Motivated by these developments, Giersz et al. (2025b) used Monte Carlo Cluster Simulator (MOCCA) simulations within the asymptotic giant branch (AGB) ejecta enrichment framework in which 2P stars form centrally from gas polluted by the processed ejecta of AGB stars. In this context, the ‘AGB ejecta enrichment framework’ refers to models in which chemically enriched material from intermediate-mass AGB stars is retained within the cluster potential. Such scenarios were developed by Ventura et al. (2001, 2013), D’Ercole et al. (2008), Renzini et al. (2015), and Bastian & Lardo (2018). A centrally concentrated 2P population is also a generic prediction of other enrichment models, including those involving fast-rotating massive stars (Decressin et al. 2007) and supermassive stars (Denissenkov & Hartwick 2014).
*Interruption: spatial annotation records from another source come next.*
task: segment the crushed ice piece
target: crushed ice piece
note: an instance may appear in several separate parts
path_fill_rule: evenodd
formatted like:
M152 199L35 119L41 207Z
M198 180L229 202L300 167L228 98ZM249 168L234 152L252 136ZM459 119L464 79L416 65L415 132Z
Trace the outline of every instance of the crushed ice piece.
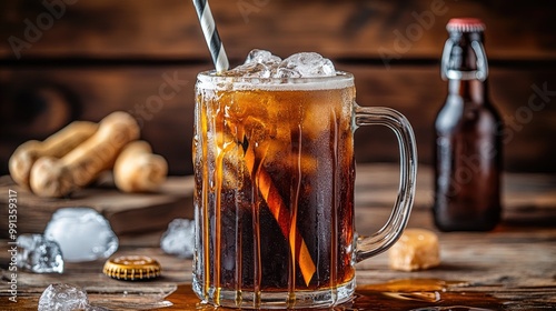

We tested this scenario using direct N-body simulations with the NBODY6++GPU code. As MOCCA relies on a statistical solution of the Fokker–Planck equations, independent verification with direct N-body methods provides a complementary assessment of the proposed mechanism. By modelling clusters in the relevant dynamical regime, we examined whether the transient RGB-based inversion arises without Monte Carlo approximations. The paper is organised as follows. In Sect. 2 we describe the NBODY6++GPU and MOCCA codes and outline the adopted initial conditions. In Sect. 3, we present the simulation results. In Sect. 4, we summarise and discuss our findings.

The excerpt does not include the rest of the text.